El fin justifica los medios”, dicen que dijo Nicolás Maquiavelo (Florencia, 1469-1527) en “El Príncipe”. Según este principio, un gobernante podría romper reglas morales básicas, pasar por encima de los derechos de las personas, si esto le permite lograr un fin bueno. Pero, ¿acaso el fin justifica los medios?
Para responder esta pregunta, debemos comenzar por definir el “fin” en cuestión: el fin de la política, concretamente. Podríamos pasarnos una vida entera discutiendo sobre esto: ¿el bien común? ¿La libertad? ¿La felicidad general? Tratándose del Perú, sin embargo, el asunto está resuelto: el fin supremo del Estado y de la sociedad, afirma el artículo 1 de nuestra Constitución, es el respeto de la dignidad humana.
La Constitución también fija los “medios” para lograr el fin. Estos son la protección y promoción de los derechos que se derivan de dicha dignidad. Me refiero a los derechos del artículo 2: la vida, la igualdad ante la ley, la libertad de opinión, etc. En principio, pues, todo gobernante que se tome en serio la Constitución que lo llevó al poder se dedicará a defender esos derechos.
Esto es suficiente para responder nuestra pregunta: el fin no justifica los medios. Sería ilógico, una contradicción, un sinsentido pretender alcanzar el fin, que es el respeto de la dignidad humana, violando los derechos básicos. Violar estos derechos equivale a menospreciar la dignidad humana.

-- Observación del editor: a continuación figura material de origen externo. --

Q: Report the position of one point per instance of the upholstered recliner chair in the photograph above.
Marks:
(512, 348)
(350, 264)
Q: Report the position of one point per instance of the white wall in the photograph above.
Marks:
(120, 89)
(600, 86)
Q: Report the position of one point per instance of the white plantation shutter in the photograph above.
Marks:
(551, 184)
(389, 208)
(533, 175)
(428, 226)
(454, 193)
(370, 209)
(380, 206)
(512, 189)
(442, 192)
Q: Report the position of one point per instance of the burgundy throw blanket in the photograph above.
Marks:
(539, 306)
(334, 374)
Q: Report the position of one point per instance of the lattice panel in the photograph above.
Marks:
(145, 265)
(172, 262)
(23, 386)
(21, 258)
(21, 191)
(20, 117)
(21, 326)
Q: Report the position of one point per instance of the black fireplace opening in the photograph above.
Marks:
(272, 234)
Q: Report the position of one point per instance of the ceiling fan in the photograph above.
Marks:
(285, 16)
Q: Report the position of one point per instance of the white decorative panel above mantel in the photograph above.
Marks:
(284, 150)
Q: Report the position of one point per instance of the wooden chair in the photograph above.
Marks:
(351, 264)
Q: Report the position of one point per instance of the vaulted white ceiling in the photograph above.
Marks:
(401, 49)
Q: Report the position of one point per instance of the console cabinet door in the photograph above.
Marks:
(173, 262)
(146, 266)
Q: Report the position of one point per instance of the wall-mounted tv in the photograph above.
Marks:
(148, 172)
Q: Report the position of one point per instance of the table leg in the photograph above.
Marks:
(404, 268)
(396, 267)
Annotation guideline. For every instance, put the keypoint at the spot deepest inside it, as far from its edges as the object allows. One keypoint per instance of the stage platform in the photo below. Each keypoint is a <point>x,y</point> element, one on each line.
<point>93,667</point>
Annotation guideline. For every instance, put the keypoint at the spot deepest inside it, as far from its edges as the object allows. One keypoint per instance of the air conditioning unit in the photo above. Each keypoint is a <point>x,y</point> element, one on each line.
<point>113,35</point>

Lo anterior sonará etéreo para algunos. En el Perú, dirán, la prioridad debe ser reducir el sufrimiento, que abunda. Asumamos que este es el fin supremo del Estado (¿en una nueva Constitución?): la eliminación del sufrimiento, la felicidad general. A primera vista, en este caso, el fin (la felicidad general) podría justificar los medios (la violación de derechos).
Imaginemos que el gobernante ha encontrado la fórmula para reducir la pobreza, el crimen o el COVID-19. Esto, sin embargo, pasa por implantar un sistema de control que elimina el derecho a la privacidad. Pasa, también, por expropiar medios de comunicación, tomar control de los ahorros, perseguir opositores. En suma, implica convertirse en un dictador.
Nadie que crea en la dignidad y los derechos humanos apoyará este estado de cosas, pero ahora el fin es la felicidad general. No obstante, el gobernante en cuestión estará pasando por alto el siguiente dato. Quizá en el corto plazo se acerque al fin bueno. En el largo plazo, empero, habrá destruido los cimientos mismos de dicha felicidad.
Lo anterior lo explica bien John S. Mill (Londres, 1806-1873) en “El Utilitarismo” y “Sobre la Libertad”. Según él, los derechos no son intrínsecos a la persona, sino medios para promover la felicidad general. Y la forma de promover la felicidad general en el largo plazo y a gran escala es el reconocimiento de tales derechos. Esto es algo que la historia nos enseña una y otra vez. Recordemos, al respecto, el legado nefasto de nuestros dictadores (de derecha e izquierda).
En suma, el fin (la dignidad) no justifica los medios. Así lo fija nuestra Constitución. Pero incluso si el gobernante de turno fijase como fin de su mandato la felicidad general, la protección y promoción de los derechos no debería cambiar. Hacer lo contrario solo traería más sufrimiento.